Expression of nNOS in the dorsal penile nerve
We evaluated the expression of nNOS in the dorsal penile nerve using immunohistochemical staining. Penile tissues were stained with green fluorescent beta-III tubulin and red fluorescent nNOS to identify the penile nerve fibers and their nNOS content, respectively. Figure 4 shows that the nNOS content in the BCNI group was significantly less compared with that in the normal group. bFGF+ADSC/BDNF treatment increased the number of nNOS-positive nerve fibers relative to the control group.
Expression of α-smooth muscle actin (α-SMA) protein in the corpus cavernosum
We investigated the protein expression of α-SMA in the corpus cavernosum by western blot analysis (Fig. 5).
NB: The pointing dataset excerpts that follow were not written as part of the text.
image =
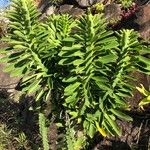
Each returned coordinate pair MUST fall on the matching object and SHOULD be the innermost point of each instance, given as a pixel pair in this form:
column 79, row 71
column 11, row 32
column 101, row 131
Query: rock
column 143, row 20
column 86, row 3
column 65, row 8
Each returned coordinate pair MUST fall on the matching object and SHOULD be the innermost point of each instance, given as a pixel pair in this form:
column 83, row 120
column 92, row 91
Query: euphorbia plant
column 75, row 68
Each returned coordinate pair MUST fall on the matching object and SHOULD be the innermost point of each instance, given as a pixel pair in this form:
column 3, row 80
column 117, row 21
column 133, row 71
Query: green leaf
column 121, row 114
column 71, row 88
column 108, row 58
column 113, row 124
column 70, row 79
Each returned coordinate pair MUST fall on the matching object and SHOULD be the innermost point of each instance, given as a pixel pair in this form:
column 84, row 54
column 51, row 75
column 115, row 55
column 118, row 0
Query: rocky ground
column 136, row 134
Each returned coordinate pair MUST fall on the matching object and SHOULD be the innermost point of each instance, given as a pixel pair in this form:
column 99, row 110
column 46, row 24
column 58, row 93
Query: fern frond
column 43, row 131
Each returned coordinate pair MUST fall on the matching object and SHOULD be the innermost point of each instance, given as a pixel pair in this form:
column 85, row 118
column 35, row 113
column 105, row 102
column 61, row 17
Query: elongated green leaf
column 113, row 124
column 121, row 115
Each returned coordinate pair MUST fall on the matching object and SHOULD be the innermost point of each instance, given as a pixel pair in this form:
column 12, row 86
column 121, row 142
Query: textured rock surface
column 143, row 20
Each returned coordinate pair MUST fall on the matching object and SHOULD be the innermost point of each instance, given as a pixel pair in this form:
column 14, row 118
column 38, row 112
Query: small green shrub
column 125, row 3
column 75, row 68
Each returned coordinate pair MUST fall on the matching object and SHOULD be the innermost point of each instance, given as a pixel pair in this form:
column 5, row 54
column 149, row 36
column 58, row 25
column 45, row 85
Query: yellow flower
column 101, row 130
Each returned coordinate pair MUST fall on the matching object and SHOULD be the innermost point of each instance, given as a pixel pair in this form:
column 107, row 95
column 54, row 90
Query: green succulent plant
column 73, row 67
column 125, row 3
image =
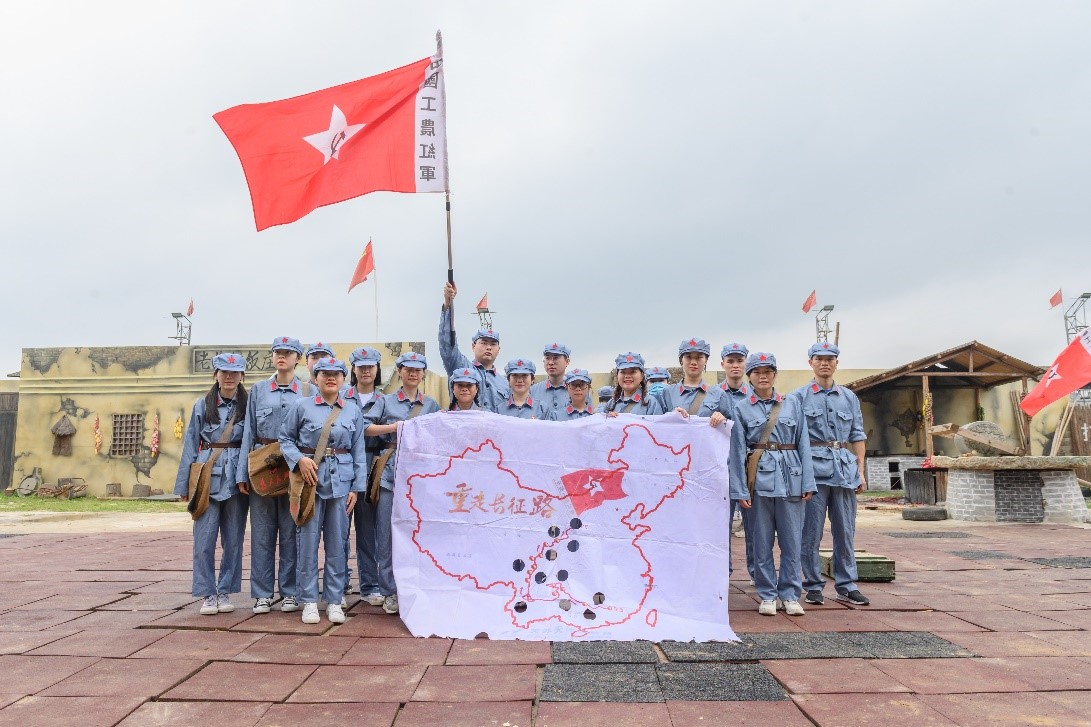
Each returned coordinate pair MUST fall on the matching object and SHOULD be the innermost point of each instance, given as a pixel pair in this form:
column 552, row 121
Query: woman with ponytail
column 214, row 434
column 631, row 393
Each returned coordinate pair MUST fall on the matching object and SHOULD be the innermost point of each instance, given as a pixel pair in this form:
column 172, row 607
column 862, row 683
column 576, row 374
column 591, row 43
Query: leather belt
column 836, row 445
column 330, row 450
column 772, row 447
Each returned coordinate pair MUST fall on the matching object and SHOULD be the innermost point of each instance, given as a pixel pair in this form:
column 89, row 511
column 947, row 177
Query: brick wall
column 1018, row 496
column 971, row 495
We used an anti-β-actin antibody as an internal control. α-SMA expression was significantly lower in the BCNI group than the normal group, suggesting that the damage to the CN induced significant apoptosis of smooth muscle cells in the corpus cavernosum. However, expression of α-SMA in all the treatment groups was significantly higher than that in the BCNI group. In particular, α-SMA expression in the bFGF-ADSC/BDNF group was significantly higher than that in the bFGF-only and ADSC/BDNF-only groups (p<0.05).
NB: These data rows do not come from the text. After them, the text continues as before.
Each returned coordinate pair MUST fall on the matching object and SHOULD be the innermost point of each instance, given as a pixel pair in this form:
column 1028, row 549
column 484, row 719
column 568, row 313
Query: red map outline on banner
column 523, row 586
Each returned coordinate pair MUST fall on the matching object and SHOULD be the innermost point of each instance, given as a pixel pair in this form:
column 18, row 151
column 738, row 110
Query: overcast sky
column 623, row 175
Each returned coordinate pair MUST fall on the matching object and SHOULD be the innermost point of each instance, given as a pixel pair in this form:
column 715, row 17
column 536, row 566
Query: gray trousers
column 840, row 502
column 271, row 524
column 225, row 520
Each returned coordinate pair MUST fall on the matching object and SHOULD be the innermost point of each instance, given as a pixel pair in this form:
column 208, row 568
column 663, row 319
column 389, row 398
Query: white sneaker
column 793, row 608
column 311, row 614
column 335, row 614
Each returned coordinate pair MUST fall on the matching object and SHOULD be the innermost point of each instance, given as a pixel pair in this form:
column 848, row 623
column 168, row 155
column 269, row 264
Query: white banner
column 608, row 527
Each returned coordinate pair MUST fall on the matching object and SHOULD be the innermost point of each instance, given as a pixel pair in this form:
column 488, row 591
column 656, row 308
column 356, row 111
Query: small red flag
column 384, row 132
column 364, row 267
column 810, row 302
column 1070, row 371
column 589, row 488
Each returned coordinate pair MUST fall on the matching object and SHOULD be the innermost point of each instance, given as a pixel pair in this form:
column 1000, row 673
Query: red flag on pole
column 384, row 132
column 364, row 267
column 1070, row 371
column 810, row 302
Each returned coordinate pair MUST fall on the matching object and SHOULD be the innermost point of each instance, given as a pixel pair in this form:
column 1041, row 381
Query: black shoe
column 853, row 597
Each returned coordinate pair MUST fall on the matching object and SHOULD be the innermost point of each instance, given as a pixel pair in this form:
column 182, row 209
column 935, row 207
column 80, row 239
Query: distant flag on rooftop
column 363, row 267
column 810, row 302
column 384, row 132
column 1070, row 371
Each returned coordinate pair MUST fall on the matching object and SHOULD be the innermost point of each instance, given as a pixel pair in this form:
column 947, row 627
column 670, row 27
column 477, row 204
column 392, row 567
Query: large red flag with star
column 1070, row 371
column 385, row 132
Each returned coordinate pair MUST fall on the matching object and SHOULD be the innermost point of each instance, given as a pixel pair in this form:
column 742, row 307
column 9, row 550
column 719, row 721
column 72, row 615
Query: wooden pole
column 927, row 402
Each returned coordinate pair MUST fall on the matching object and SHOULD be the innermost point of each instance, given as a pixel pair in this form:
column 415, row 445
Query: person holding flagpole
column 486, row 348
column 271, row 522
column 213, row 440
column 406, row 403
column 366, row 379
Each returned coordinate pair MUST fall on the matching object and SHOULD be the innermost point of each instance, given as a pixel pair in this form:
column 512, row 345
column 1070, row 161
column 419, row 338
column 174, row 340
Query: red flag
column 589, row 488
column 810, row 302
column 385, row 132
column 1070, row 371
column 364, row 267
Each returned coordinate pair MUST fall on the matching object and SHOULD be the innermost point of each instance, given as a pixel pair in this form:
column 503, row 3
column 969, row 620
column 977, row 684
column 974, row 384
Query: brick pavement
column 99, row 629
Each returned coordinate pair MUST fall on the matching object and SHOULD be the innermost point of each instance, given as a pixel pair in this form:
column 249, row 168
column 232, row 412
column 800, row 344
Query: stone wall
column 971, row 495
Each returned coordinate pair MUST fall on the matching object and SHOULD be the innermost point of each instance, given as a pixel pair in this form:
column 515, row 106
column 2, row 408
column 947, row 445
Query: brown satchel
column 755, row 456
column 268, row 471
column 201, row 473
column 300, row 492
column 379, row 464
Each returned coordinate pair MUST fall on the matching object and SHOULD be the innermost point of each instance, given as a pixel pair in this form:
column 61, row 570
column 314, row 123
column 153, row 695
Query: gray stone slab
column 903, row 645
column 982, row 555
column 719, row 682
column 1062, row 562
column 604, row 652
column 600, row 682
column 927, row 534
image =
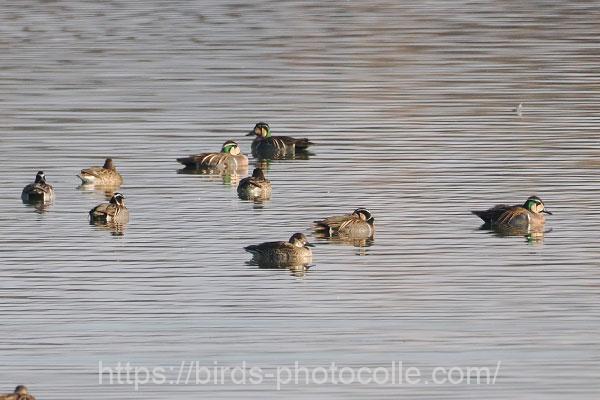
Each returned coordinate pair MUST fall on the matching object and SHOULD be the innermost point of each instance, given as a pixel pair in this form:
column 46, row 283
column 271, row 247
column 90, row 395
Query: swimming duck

Level of cGMP in the corpus cavernosum
Corpus cavernosum concentrations of cGMP in the N, BCNI, bFGF, ADSC/BDNF, and bFGF+ADSC/BDNF groups were 40.0, 25.9, 32.5, 33.8, and 37.4 pmol/g, respectively (Fig. 6). cGMP levels increased significantly in all the treated groups compared with the BCNI group. cGMP expression in the AB/bFGF group was significantly higher than the other experimental groups and not statistically different compared with the normal group.
Discussion
Even though robot-assisted laparoscopic RP and nerve-sparing techniques are performed worldwide, mechanical damage to the CN during RP is inevitable.1 For the duration of robot-assisted surgical procedures, the CN is exposed to laceration, mechanical stretching, and heat damage. Advances in anatomical knowledge and technology have decreased the rates of ED following RP; however, complete preservation of sexual potency and continence after this procedure remains a challenge. Compromised functioning of the CN after RP is the dominant cause of atrophy of the corpus cavernosum and loss of neurotransmitters and fibrosis, which together result in postprostatectomy ED.21 Neuronal damage extensively alters the microarchitecture and structure of the corpus cavernosum, significantly decreasing penile erectile function.22 However, conventional studies have only assessed direct injection of cells into the corpus cavernosum, focusing on smooth muscle atrophy in the corpus cavernosum, and have not addressed the limited efficacy thereof on CN regeneration.23 To prevent and increase the efficacy for ED treatment, we directly applied stem cells and a growth factor to injured CNs, which we deemed the ultimate cause of ED.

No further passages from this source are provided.